Start with a diagnosis of your current situation, including examining your key stakeholders, competition, industry and the factors driving your reputation. Then you can begin to set PR objectives, and only then, the tactics you will employ to deliver them.

Effective PR evaluation must decide what role PR will play in the context of the organisation, what data is required to support it and what measurement metrics will be used to verify results. 

Ignoring this can lead to ineffective and even damaging measurement practices. The worst example being the use of AVEs which should be completely abandoned (and here is why).

Exposure metrics such as volume and impressions are not necessarily “bad”, often they are the breadcrumbs that lead to a much richer and more meaningful story. At the very least they should be looked at in conjunction with targeting metrics that help you understand who has been exposed to the communications and positioning metrics that inform reputational drivers. This will help to provide greater context to the exposure, as with the Starling Bank example above.

To take this a step further such metrics should then be combined with what AMEC refers to as “out take” data. In other words, the observable shift in the mindset of the target audience as a result of PR activity. 

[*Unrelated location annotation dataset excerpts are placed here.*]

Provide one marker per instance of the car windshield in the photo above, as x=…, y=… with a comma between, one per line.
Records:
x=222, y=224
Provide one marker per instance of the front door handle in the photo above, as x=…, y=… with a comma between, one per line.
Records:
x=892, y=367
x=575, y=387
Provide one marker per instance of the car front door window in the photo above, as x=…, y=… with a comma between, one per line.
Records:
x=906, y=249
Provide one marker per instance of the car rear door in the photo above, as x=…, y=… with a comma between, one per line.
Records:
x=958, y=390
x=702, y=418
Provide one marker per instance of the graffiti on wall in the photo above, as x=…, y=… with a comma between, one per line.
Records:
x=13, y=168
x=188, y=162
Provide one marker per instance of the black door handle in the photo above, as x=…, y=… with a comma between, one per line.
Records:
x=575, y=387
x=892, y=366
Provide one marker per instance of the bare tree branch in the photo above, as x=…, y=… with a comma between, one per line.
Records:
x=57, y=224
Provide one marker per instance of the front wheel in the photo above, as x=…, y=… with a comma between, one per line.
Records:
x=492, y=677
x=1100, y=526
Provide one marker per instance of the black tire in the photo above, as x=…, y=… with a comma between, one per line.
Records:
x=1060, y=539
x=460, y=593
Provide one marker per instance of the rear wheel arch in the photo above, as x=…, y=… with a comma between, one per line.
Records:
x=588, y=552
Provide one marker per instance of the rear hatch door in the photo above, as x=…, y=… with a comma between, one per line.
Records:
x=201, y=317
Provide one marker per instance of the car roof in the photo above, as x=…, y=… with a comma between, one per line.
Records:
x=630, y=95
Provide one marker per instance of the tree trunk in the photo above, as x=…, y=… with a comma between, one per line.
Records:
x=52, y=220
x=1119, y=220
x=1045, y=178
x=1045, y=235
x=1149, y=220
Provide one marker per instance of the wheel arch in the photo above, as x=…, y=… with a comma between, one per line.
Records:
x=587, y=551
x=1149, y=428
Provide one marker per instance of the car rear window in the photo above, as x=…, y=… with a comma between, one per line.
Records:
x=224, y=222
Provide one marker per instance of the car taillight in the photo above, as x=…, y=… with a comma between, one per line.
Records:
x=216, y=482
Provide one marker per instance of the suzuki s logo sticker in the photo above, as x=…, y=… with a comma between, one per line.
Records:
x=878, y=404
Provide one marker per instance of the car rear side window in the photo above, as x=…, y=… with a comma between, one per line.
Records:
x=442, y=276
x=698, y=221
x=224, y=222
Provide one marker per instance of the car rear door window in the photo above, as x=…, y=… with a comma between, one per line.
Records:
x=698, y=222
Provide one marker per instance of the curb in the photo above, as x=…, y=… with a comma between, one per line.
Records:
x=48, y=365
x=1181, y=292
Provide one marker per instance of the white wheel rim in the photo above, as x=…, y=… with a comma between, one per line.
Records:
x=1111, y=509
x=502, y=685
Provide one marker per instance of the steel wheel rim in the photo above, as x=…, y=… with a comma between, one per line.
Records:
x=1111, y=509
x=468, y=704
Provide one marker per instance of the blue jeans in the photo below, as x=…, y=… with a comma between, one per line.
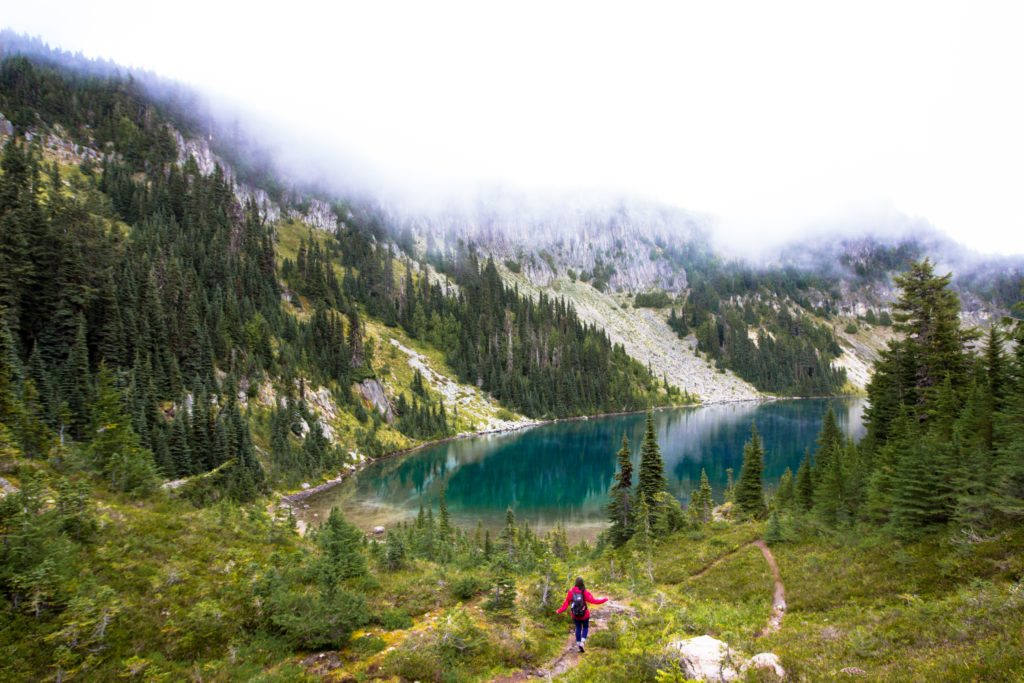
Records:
x=583, y=626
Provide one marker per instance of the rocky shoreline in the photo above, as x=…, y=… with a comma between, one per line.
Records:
x=291, y=500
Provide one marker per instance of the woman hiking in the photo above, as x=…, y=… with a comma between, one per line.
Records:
x=578, y=598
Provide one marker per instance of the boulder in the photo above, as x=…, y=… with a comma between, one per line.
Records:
x=768, y=660
x=706, y=658
x=373, y=391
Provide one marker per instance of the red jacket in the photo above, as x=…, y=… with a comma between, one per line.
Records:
x=587, y=596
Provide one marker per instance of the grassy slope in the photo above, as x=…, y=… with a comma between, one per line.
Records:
x=914, y=611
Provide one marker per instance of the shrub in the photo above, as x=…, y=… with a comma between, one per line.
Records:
x=465, y=588
x=393, y=620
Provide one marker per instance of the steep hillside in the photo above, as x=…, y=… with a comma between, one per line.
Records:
x=645, y=336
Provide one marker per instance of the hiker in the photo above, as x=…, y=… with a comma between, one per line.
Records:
x=578, y=598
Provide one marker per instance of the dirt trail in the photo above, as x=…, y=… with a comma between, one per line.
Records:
x=569, y=655
x=778, y=597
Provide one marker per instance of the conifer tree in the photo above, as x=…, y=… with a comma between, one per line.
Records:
x=701, y=503
x=773, y=534
x=621, y=506
x=785, y=494
x=510, y=538
x=750, y=489
x=645, y=537
x=651, y=480
x=76, y=389
x=115, y=450
x=828, y=444
x=341, y=556
x=805, y=483
x=394, y=552
x=730, y=485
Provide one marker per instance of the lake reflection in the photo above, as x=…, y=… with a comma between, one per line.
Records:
x=562, y=472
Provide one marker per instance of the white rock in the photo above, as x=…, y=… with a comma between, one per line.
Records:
x=706, y=658
x=767, y=660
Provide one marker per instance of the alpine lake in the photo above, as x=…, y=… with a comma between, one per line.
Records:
x=562, y=471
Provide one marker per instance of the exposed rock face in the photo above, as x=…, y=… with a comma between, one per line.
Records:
x=373, y=391
x=622, y=238
x=707, y=658
x=646, y=336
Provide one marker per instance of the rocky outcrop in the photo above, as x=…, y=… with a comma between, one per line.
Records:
x=615, y=240
x=645, y=335
x=373, y=391
x=707, y=658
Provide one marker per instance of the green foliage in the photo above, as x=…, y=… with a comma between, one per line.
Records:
x=115, y=451
x=701, y=502
x=621, y=505
x=750, y=495
x=656, y=299
x=651, y=478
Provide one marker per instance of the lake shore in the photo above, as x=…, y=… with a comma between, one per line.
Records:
x=290, y=500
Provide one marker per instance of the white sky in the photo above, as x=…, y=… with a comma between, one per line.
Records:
x=771, y=116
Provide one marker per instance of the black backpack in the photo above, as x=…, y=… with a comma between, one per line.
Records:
x=579, y=604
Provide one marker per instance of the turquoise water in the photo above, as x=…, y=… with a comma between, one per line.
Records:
x=562, y=472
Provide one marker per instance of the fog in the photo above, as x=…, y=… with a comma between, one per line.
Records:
x=774, y=119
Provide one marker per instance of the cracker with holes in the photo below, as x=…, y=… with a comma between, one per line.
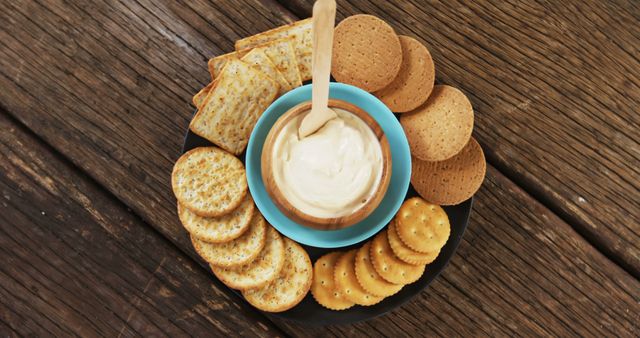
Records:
x=390, y=267
x=346, y=283
x=440, y=128
x=209, y=181
x=237, y=99
x=237, y=252
x=323, y=288
x=451, y=181
x=422, y=226
x=291, y=286
x=259, y=272
x=218, y=229
x=368, y=278
x=404, y=252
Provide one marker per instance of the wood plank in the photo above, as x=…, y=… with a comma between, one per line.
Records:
x=76, y=262
x=126, y=136
x=519, y=271
x=555, y=87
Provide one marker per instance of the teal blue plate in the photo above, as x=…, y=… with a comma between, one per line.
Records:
x=400, y=176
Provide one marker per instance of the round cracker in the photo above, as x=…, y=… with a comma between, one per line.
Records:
x=368, y=278
x=415, y=80
x=422, y=226
x=390, y=267
x=404, y=252
x=290, y=287
x=441, y=127
x=452, y=181
x=237, y=252
x=209, y=181
x=366, y=52
x=323, y=288
x=218, y=229
x=346, y=282
x=262, y=270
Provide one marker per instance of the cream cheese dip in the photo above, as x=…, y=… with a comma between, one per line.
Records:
x=331, y=173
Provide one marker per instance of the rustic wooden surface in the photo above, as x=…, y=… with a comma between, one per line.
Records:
x=552, y=247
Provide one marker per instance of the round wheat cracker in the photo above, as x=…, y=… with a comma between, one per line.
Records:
x=452, y=181
x=346, y=282
x=422, y=226
x=441, y=127
x=369, y=279
x=239, y=251
x=291, y=286
x=414, y=82
x=366, y=52
x=218, y=229
x=259, y=272
x=209, y=181
x=323, y=288
x=390, y=267
x=405, y=253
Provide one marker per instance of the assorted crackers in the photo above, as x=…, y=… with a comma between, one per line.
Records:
x=273, y=272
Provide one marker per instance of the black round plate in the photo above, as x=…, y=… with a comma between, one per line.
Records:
x=311, y=313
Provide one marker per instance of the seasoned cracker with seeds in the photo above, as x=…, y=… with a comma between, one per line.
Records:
x=218, y=229
x=209, y=181
x=239, y=251
x=291, y=286
x=261, y=271
x=239, y=96
x=323, y=288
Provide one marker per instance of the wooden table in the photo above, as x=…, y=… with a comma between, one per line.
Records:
x=95, y=100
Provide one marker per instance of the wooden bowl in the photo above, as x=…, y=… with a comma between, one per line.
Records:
x=308, y=220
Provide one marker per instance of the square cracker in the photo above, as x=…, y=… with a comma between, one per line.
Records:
x=259, y=59
x=302, y=36
x=216, y=64
x=239, y=96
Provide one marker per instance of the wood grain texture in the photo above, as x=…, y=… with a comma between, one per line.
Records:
x=108, y=86
x=76, y=262
x=555, y=87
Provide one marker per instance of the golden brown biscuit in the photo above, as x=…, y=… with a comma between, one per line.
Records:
x=414, y=82
x=422, y=226
x=346, y=282
x=451, y=181
x=366, y=52
x=441, y=127
x=390, y=267
x=209, y=181
x=323, y=288
x=404, y=252
x=291, y=286
x=368, y=278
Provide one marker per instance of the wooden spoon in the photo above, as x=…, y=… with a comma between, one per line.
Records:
x=324, y=16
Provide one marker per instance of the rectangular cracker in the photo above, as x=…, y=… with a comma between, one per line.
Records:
x=281, y=53
x=259, y=59
x=302, y=36
x=216, y=64
x=238, y=97
x=198, y=99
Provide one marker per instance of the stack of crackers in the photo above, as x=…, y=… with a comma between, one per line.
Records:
x=273, y=272
x=397, y=256
x=214, y=205
x=246, y=81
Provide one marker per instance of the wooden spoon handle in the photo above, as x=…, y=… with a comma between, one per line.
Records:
x=324, y=16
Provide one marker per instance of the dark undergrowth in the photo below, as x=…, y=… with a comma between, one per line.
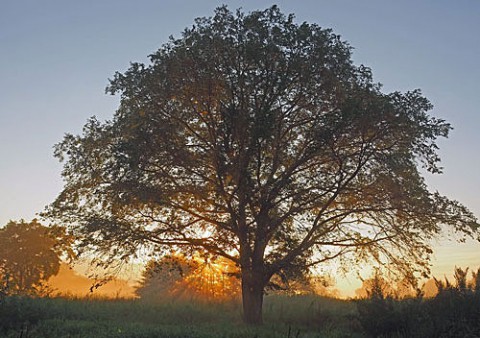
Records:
x=453, y=312
x=298, y=316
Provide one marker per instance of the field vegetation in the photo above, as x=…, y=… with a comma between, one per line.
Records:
x=453, y=312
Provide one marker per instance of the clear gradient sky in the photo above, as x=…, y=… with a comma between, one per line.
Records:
x=56, y=57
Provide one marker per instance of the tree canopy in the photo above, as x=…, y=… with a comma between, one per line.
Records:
x=30, y=253
x=255, y=138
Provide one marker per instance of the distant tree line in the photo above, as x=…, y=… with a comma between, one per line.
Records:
x=453, y=312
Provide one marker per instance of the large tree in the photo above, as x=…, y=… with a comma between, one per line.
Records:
x=257, y=139
x=30, y=253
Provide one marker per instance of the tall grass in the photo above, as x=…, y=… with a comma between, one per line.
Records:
x=298, y=316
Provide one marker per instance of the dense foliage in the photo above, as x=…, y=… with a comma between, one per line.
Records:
x=257, y=139
x=453, y=312
x=30, y=253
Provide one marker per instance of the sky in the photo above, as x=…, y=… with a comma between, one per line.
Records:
x=56, y=57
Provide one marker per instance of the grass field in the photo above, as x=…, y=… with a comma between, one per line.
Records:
x=299, y=316
x=453, y=312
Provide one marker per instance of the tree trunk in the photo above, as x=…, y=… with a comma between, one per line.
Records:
x=252, y=297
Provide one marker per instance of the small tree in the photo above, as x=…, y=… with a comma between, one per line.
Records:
x=30, y=253
x=257, y=139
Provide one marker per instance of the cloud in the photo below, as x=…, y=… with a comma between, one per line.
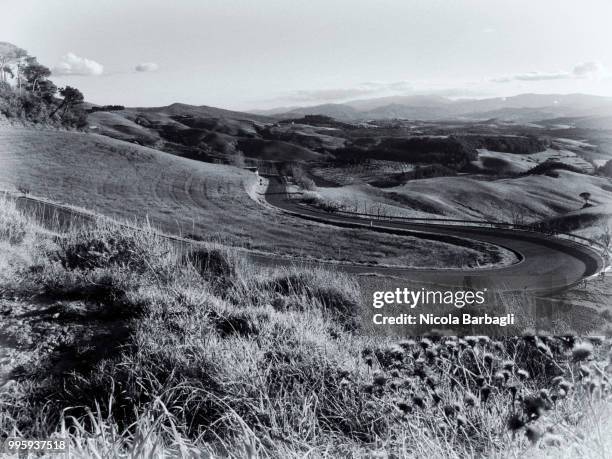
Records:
x=329, y=95
x=71, y=64
x=584, y=70
x=365, y=89
x=146, y=67
x=588, y=70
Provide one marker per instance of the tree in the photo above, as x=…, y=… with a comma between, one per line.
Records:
x=586, y=196
x=9, y=56
x=238, y=159
x=72, y=97
x=34, y=73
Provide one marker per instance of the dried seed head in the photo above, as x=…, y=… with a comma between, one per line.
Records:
x=379, y=379
x=533, y=434
x=419, y=401
x=552, y=440
x=523, y=374
x=515, y=422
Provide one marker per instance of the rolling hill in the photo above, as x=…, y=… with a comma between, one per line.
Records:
x=199, y=200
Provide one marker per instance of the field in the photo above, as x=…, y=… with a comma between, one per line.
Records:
x=128, y=348
x=531, y=198
x=195, y=199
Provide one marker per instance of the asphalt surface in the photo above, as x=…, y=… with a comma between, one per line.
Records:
x=545, y=263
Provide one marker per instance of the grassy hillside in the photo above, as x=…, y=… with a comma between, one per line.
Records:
x=130, y=349
x=191, y=198
x=532, y=197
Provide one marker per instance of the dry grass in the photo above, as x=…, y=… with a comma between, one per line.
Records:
x=203, y=353
x=190, y=198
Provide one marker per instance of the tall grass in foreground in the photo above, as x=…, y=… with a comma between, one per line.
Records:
x=222, y=358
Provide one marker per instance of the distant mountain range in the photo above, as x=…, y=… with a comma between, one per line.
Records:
x=520, y=108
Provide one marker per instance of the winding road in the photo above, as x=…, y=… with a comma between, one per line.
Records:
x=545, y=263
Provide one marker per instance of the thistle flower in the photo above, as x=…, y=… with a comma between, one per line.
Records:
x=523, y=374
x=499, y=377
x=407, y=343
x=404, y=407
x=582, y=351
x=565, y=385
x=485, y=392
x=544, y=349
x=557, y=379
x=470, y=399
x=552, y=440
x=449, y=411
x=418, y=400
x=533, y=434
x=596, y=340
x=534, y=407
x=379, y=379
x=515, y=422
x=513, y=388
x=585, y=371
x=431, y=354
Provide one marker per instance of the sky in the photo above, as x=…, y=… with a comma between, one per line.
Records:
x=247, y=54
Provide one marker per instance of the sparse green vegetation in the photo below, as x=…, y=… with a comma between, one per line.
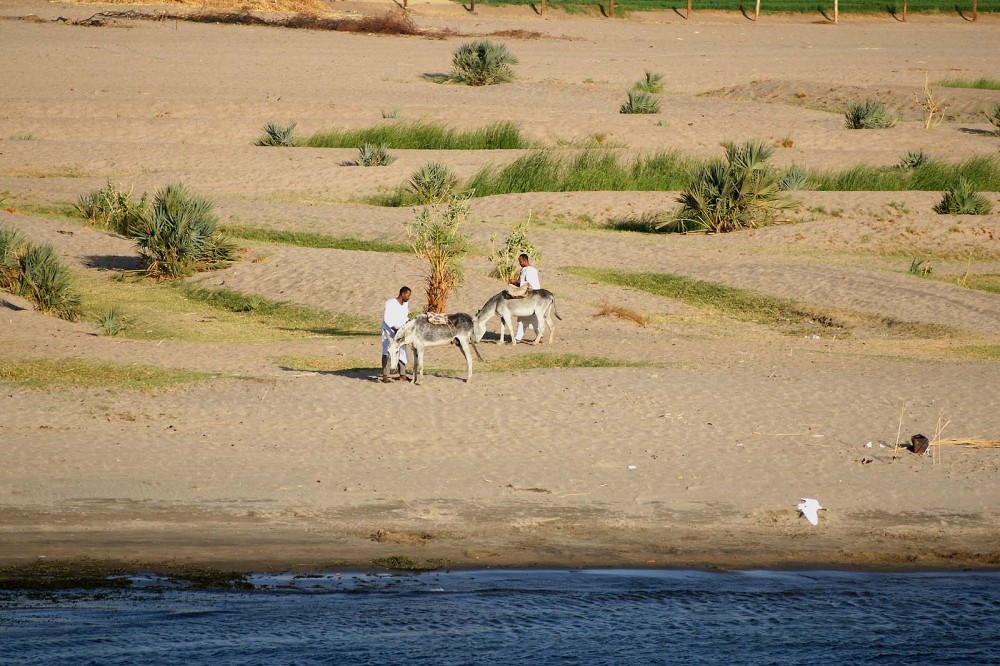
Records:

In the Starling Bank example this is represented by the correlating increase in searches, but for a deeper understanding this could come from survey data. Finally the “outcome” data might be the number of new customers opening an account. This is ultimately the type of metric the CEO of Starling would really care about.

The challenges brought on by the pandemic have placed budgets under increased scrutiny, and consequently, the pressure to prove value within organisations has greatly increased. 

PR practitioners that understand proving the value of PR requires a thoughtful and rigorous approach that transcends automated dashboards and vanity metrics stand the best chance of being winners in 2021.